Monday, June 20, 2011

I'd like to move-it, move-it...but I'm scared.


It used to be one would get hired for an employment position and then move to wherever that employment position was. Now it seems we must find (or settle for) a position in the location where we a.) Currently reside or b.) Currently want to reside so we move there in hopes of also finding a job there. It’s almost as if the, “If you build it, he will come” quotation has been reversed, polished and updated to say, “If you move it, jobs will come”. I was quite happy with the way it was thank you.

My problem with today’s reality is that I’m simply not brave enough to pack up, move, make a deposit and sign a 6-month lease and then cross-my-fingers something comes along to pay the 6-month rent. I need more assurance than that cross-my-fingers mumbo jumbo people rely on. Seriously, how do you people do it so carefree?

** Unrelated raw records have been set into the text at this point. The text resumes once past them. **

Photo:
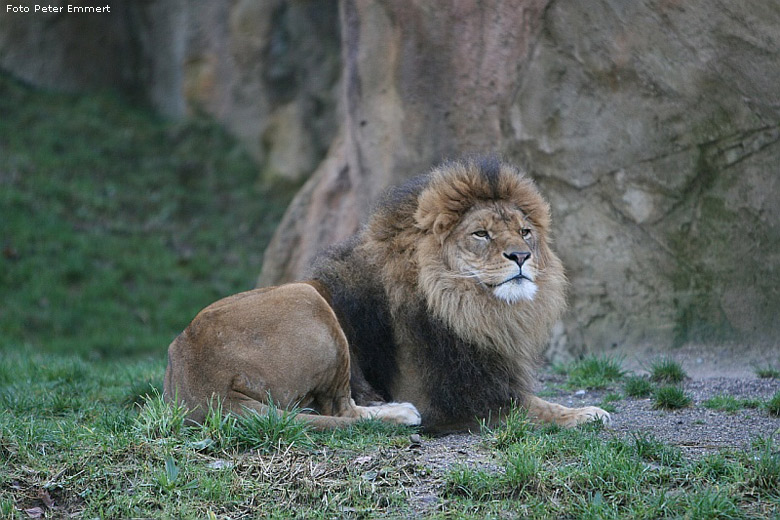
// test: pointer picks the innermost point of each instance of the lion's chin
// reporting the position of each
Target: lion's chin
(515, 291)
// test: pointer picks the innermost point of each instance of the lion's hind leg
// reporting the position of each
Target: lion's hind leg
(397, 413)
(545, 411)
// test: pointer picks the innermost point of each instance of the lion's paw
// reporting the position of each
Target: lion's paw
(399, 413)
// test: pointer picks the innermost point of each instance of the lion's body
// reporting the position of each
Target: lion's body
(443, 300)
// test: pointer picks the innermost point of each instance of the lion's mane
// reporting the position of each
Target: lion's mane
(417, 329)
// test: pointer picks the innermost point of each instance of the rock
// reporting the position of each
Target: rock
(267, 70)
(652, 127)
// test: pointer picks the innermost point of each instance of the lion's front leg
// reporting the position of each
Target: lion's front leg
(544, 411)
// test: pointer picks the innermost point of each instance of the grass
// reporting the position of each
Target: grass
(768, 372)
(592, 372)
(592, 474)
(116, 229)
(671, 397)
(637, 386)
(773, 405)
(666, 370)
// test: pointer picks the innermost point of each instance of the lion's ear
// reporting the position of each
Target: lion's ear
(431, 219)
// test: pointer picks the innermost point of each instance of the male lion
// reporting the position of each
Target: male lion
(440, 305)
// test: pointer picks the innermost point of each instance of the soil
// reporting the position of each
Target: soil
(696, 430)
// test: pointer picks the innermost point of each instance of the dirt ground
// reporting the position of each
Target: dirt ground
(696, 430)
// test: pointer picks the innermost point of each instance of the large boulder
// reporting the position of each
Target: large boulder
(652, 127)
(269, 70)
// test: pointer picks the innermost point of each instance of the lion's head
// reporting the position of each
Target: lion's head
(472, 239)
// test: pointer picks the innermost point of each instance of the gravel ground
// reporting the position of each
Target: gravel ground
(696, 430)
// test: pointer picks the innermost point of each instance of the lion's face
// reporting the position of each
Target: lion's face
(496, 246)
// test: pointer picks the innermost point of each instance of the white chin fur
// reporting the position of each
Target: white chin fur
(515, 291)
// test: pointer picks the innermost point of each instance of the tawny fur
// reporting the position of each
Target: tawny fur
(419, 307)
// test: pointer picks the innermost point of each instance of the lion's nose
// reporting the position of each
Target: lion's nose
(518, 257)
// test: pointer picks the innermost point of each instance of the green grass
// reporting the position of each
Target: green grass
(638, 386)
(671, 397)
(118, 227)
(773, 405)
(666, 370)
(593, 474)
(592, 372)
(767, 372)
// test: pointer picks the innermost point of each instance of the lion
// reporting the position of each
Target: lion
(434, 314)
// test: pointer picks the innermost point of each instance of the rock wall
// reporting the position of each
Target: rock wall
(653, 127)
(269, 70)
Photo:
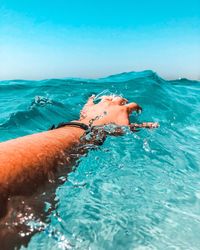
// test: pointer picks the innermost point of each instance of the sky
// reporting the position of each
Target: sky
(42, 39)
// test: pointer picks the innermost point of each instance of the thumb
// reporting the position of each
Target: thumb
(133, 107)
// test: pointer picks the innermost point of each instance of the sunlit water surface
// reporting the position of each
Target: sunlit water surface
(139, 191)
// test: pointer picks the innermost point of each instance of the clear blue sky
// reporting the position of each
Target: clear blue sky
(93, 38)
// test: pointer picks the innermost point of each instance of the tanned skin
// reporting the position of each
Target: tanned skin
(27, 162)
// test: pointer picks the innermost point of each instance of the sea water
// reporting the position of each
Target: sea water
(138, 191)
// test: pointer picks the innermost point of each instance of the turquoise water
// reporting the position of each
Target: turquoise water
(139, 191)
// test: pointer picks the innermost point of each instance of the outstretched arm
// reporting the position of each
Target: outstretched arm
(28, 161)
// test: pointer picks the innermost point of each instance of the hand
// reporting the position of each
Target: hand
(109, 110)
(150, 125)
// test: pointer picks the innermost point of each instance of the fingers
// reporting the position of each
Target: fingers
(90, 101)
(114, 100)
(133, 107)
(119, 100)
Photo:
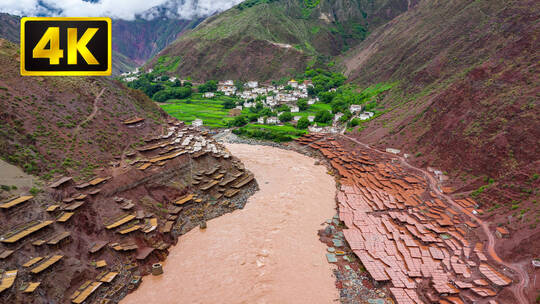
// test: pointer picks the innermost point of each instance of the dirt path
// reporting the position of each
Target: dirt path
(91, 116)
(268, 252)
(517, 288)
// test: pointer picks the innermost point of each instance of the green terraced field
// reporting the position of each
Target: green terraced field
(211, 111)
(213, 114)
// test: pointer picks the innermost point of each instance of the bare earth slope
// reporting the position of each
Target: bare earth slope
(466, 103)
(120, 182)
(269, 39)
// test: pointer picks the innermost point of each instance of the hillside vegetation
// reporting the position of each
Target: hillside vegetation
(47, 125)
(133, 42)
(467, 100)
(269, 39)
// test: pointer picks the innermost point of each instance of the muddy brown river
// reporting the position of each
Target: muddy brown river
(269, 252)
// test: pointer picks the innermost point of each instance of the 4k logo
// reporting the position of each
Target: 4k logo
(65, 46)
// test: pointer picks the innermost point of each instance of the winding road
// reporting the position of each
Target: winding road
(518, 289)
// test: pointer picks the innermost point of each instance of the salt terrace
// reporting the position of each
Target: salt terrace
(129, 234)
(406, 237)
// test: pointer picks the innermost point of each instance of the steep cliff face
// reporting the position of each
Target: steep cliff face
(119, 182)
(141, 39)
(466, 101)
(263, 39)
(133, 42)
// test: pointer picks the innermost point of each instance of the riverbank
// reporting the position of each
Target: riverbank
(269, 252)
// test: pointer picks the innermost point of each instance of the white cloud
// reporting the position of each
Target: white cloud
(122, 9)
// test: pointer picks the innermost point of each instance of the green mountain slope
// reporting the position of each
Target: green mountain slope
(134, 42)
(47, 126)
(466, 101)
(263, 39)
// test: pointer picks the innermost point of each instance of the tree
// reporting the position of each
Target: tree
(285, 117)
(257, 108)
(229, 104)
(284, 108)
(303, 123)
(302, 104)
(181, 93)
(323, 116)
(161, 96)
(253, 117)
(266, 112)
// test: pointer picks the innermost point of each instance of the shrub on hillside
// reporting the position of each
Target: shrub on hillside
(323, 116)
(285, 117)
(209, 86)
(302, 104)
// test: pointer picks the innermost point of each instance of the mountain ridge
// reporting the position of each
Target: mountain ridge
(265, 39)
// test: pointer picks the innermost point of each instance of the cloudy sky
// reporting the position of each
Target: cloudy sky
(123, 9)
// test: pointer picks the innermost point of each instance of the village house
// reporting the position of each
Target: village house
(272, 120)
(355, 108)
(293, 83)
(227, 87)
(366, 115)
(197, 123)
(235, 112)
(252, 84)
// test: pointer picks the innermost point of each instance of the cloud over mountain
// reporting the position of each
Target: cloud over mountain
(120, 9)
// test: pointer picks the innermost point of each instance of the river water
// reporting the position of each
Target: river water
(269, 252)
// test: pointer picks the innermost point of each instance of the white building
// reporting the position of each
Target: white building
(252, 84)
(272, 120)
(293, 83)
(226, 83)
(197, 123)
(355, 108)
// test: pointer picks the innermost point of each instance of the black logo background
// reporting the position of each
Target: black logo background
(98, 45)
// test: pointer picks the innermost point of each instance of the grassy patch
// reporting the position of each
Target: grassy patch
(211, 111)
(273, 133)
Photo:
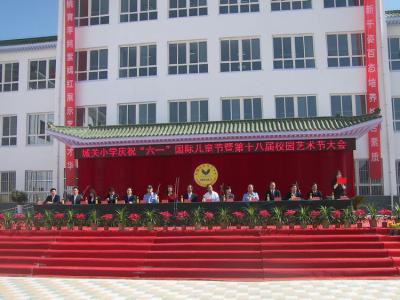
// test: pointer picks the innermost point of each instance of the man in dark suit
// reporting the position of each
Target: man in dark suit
(53, 198)
(190, 195)
(273, 192)
(75, 198)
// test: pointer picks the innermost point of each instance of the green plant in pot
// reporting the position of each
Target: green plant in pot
(150, 218)
(304, 216)
(94, 219)
(251, 217)
(224, 217)
(372, 213)
(325, 213)
(277, 217)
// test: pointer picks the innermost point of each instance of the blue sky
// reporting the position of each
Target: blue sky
(33, 18)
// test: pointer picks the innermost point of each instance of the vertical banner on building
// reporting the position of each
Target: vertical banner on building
(69, 50)
(374, 140)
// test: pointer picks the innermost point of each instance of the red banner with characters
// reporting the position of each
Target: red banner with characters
(69, 113)
(374, 139)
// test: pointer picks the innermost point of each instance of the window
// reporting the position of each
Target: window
(364, 184)
(91, 64)
(131, 114)
(7, 185)
(42, 74)
(342, 3)
(188, 111)
(306, 106)
(396, 113)
(138, 10)
(94, 12)
(240, 55)
(137, 61)
(345, 50)
(343, 105)
(290, 4)
(37, 124)
(9, 73)
(38, 184)
(394, 53)
(293, 52)
(241, 108)
(184, 8)
(188, 57)
(8, 130)
(238, 6)
(91, 116)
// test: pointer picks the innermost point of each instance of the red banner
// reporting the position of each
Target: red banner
(69, 113)
(374, 139)
(216, 148)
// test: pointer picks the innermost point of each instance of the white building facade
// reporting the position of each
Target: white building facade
(150, 61)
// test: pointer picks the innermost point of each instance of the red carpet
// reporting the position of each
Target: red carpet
(217, 254)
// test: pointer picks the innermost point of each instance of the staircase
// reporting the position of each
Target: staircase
(218, 254)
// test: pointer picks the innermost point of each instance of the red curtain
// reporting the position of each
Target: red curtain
(236, 170)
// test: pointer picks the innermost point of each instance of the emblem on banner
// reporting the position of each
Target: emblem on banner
(205, 174)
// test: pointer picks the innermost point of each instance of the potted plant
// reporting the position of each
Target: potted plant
(70, 219)
(348, 217)
(224, 217)
(336, 216)
(372, 213)
(208, 218)
(264, 217)
(238, 217)
(360, 217)
(121, 218)
(38, 220)
(277, 217)
(182, 217)
(80, 219)
(134, 220)
(166, 219)
(315, 216)
(48, 219)
(106, 220)
(251, 216)
(94, 219)
(325, 213)
(290, 218)
(59, 220)
(304, 216)
(386, 214)
(150, 218)
(197, 215)
(18, 220)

Perhaps this “weenie-ism” makes this next revelation so sadly true. I am staying at my current job for another mmmm 6-months at the minimum mostly because I have no other solid options. I’m also staying because I’m too scared to quit and hope something better comes along. Thirdly I’m staying because I know a job with benefits, vacation days, sick days and superiors being chill about me taking days off pretty much whenever I choose does not come along everyday. I need to realize that although my location is not ideal (and here I thought it was all about LOCATION, LOCATION, LOCATION) I have it pretty good.

I also need to reflect on an import statement my off-color mentor slipped to me just the other day. “Don’t just move for movings sake.” And you know he’s 100% correct. I’ve been complaining and wanting to move for longer than I care to remember but when it comes down to the nitty gritty of the matter, I’ve been wanting to move for movings sake.  Though I say I am “done” with this town and would LOVE to live, work and play in a big city where I can wear heels without judgment; I need to sit back and appreciate what I have…for now. (My heels are waiting patiently in their designated closet space.)